What is Hive?
When it comes to working with bulk amount of data as in Big Data, Hadoop plays an important role. Hadoop is a conglomerate of many tools and components that help a data scientist to work efficiently. Apache Hive is one such tool of Hadoop eco system that is exclusively used for open source data warehousing. It performs querying and analyzing of huge sets of data stored in Hadoop with a perfect ease.
What can you do with Hive?
Hive is a server side deployable tool that supports structured data and has a JDBC and BI integration. It is a query language like SQL and is used for data analysis and report creation. It is a data warehousing tool that is built on the top of Hadoop Distributed File System (HDFS). It is designed to perform key functions of data warehousing that include encapsulation of data, working and analysis of huge datasets, and handling ad-hoc queries.

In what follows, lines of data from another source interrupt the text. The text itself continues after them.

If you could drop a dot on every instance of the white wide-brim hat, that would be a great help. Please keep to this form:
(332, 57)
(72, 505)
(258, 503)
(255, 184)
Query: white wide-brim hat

With Hive, it is possible to create work with structured data stored in tables. You can manage and query such data comfortably using Hive.
In case you want to improve, query performance in Hadoop’ programming, Hive can help. With the help of its directory structures, you can partition data and improve query performance.
In short, you can perform the following functions using Hive:
The core component of Hive that lets it work extensively on datasets is HiveQL. It lets Hive to translate the SQL-like query into MapReduce and make it deployable on Hadoop.
Where can you use Hive?
- You can use Hive in data analysis jobs where you have to work with batch jobs, but not web log data or append only data.
- If you are working with Map Reduce, you must have noticed that it does not have optimization and usability. In such cases, you can choose Hive.
- A beginner learning to work with databases can choose Hive SQL first. This is because Hive does not have the complexity that is present in Map Reduce. This makes Hive a beginner friendly tool too.
- Hive suits best in cases where schema design flexibility, data serialization and de-serialization are needed.
- Hive is an excellent ETL (Extract, Transform, Load) tool that can be used for data analysis systems which need extensibility and salability.
- You can choose Hive when you need to work on any of the following four types of data format: TEXTFILE, SEQUENCEFILE, ORC and RCFILE (Record Columnar File).
Important features of Hive
- Hive’s command line interface (CLI) lets you to interact with it. You can write Hive queries in Hive Query Language(HQL) through this CLI.
- Though the name HQL sounds similar to SQL, unlike SQL that works on a traditional database, HQL works on Hadoop’s infrastructure and executes its queries here.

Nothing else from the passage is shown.